Tuesday 18 June 2013

About Writing: Penning A Flash Fiction

Flash Fictions are very short stories that command words of at least 300 and up to 1000, maybe with an allowance of about a hundred more.

Psh! You say. What's in a 1000 words that I can't drum up in... just give me one hour?

And I'll say, Go ahead. If you can prepare something sumptuous to feed my eyes and mind and understanding in that short a time and using accurately that much number of words, kudos! Now close this web page or switch to something else more worth your time.

Truth is, writing an actual short story (2000 - 5000 words) is easier than a flash, I find. I've tried. I'd failed countless times and it was until recently that I started to get the hang of it.
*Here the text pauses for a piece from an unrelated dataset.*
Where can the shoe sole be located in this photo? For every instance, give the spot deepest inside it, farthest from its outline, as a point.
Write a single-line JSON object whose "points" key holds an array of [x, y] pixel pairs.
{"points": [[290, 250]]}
What makes writing Flash pieces difficult? Economy, summation and summarization. You don't have the freedom you get in writing short stories and novelettes in development and expatiation. So how to go about it.

Of course, to begin on any writing (both fiction and non-fiction), you must have an idea. But an idea is too big for a flash, that I first found out. Because in an idea are many facets of events that any creative mind can spring up. Luckily, you don't need to utilize the whole idea to write a flash, no. Those clamoring facets your mind gathered, just one will do.

For example, early last month, I tried to write a zombie flash. What terrible choice. When I picked it, a lot of serious, crazy, stupid and funny ideas were kicking around. I couldn't focus on any one without having a stream of subplots engulfing my thoughts. So what to do...

I picked my pen and started a tree. At the top was apocalypse in bold, then subplots events, subsubplots group survivors and I kept going till I had a character, in a family, in a group, escaping together, through an overrun city, where government had promised protection... I concentrated on the character and on one happening, simple but complex, tuned down to its very basicness. Now with that achieved, I had my character, his placement, a beginning, a middle and eventually an ending that left me hanging.

Once you've picked your outline, then it's time to start. How? Easy. The first few lines (or more appropriately, the first three paragraphs) must contain details about the character and his situation. You could say the back story should be defined within these paragraphs. The reader should, by the end of these paragraphs know what's happening and who's involved with or in what's happening. With that achieved, we can move to our main body.

In the main content, the situation that involves the main character, and others, plays out, where the main action takes place. This is the trickiest portion of a flash as one can become too involved to write beyond planned. Here, you must know how to tell a lot with very little words, which unfortunately falls beyond this scope. It's another topic for another week. (I have however left some pointers at the end of this post.)

If you have reductivism under your control, then brilliant! The end part is, well, the end. Here, your reader must have gained the satisfaction similar to that gained from completing novels and other large pieces of work. I like to leave cliffhangers in mine. It's a flash, yes, but why did it end there? What would've happened next if it had gone on?

How to minimize your work without affecting quality
  • Avoid over-description. In the end, you would've used up more words in describing a place than in describing what's actually happening in it which is of more interest to the reader.
  • Avoid using metaphors and similes (In short, keep a very minimal use of comparisons. In fact, it would be best if you completely do without them. They waste words. As fast as, as strong as)
  • Use contractions. He will can be shortened to He'll and Will not can be shortened to won't.
  • After writing a sentence, cross-check to see that there is a way to further shorten it.
Thank you for having my tips occupy you. Have a great day.

Quote Of The Day
Normally, I work out a general summary of what I mean to do, then start writing, and the details can be different from my anticipation. So there is considerable flow, but always within channels.